Interview with Kelly Reilly (7:45)
The film's lead actress talks about the film's plot, her character (nice, regular and middle-class), her initial reaction to the script, and working with her co-star and young Jack O'Connel, who plays Brett. She has trouble placing the film in a specific genre (sorry, but it's survival horror, no question) because of its reality, and rather worryingly describes the included social issues as being "everywhere" and the film as a "documentary on part of youth culture." There are some spoilers here, so don't watch this before the film.
Interview with Michael Fassbender (4:54)
Mr. Fassbender (who is brilliant in Steve McQueen's Hunger, by the way) talks about working with his co-star, his initial reaction to the script, the problems of the generation gap, decisions made by his character, and the dynamic of the gang that his character falls victim to.
Interview with Thomas Turgoose (4:36)
It's a little odd that of all the actors playing gang members, only the likeable Turgoose, star of Shane Meadows' This is England and Somers Town, is interviewed here, especially given how under-explored his character is in the film (he plays the inexperienced young weak link Cooper, although he does have an important role in the narrative progression). He talks briefly about his character, how he landed the role, his initial impressions of the script, working with the director, the toughness of shooting the torture scene, and the positive aspects of making the film.

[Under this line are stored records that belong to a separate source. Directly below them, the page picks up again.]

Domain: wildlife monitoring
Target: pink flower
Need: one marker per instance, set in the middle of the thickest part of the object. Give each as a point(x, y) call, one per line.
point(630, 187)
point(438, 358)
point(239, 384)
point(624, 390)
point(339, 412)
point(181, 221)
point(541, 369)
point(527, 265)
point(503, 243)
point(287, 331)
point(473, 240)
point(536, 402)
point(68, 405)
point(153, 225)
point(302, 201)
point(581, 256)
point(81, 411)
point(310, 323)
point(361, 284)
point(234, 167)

Interview with Christian Colson (6:47)
Producer Colson also describes the plot (I think we've got it by this point, thanks), his reaction to the script, and working with first-time director Watkins, actress Kelly Reilly and actor Jack O'Connel. Like Watkins, he is asked to speculate on whether Steve was right to confront the gang. He also states that they were not trying to make a social realist drama. Fair comment, but...
Behind the Scenes (5:49)
A ramshackle but still interesting collection of iffy quality DV footage of the shoot. Another one to steer clear of until after the film, though.
Q&A with James Watkins (16:16)
Not part of the interview collection above, this nonetheless covers some of the same territory. Issues discussed include the inspiration for the film, the creation of the story, the characters (this is interesting and has a few surprises), the shoot, the actors, the violence, its social relevance (he freely admits the film is a paranoid fantasy), violent material that didn't make it to the final cut, working with the younger actors, and the importance of peer pressure to the story and opposing reactions to the film. Again this includes major spoilers, including discussion of the ending, so should not be viewed before the film.
TV Spots (1:00)
Four of them, and I'm guessing they're for the American release from that voice-over.
Theatrical Trailer (1:48)
A rapidly edited promo that delivers the expected sell.
Extreme Trailer (2:03)
Similar to the above, but with added nastiness and swearing.
I've said my piece and feel free to completely disagree. If you do then Eden Lake largely delivers on its survival horror credentials, despite a fair few credibility issues and people-in-peril clichés. Whatever your view of the film's social sub-structure, there's no doubt it provides some fruit for debate. The transfer is excellent and I'll bet the Blu-ray looks superb, and although the extras are sub-divided to look more plentiful than they are, they are still all of interest.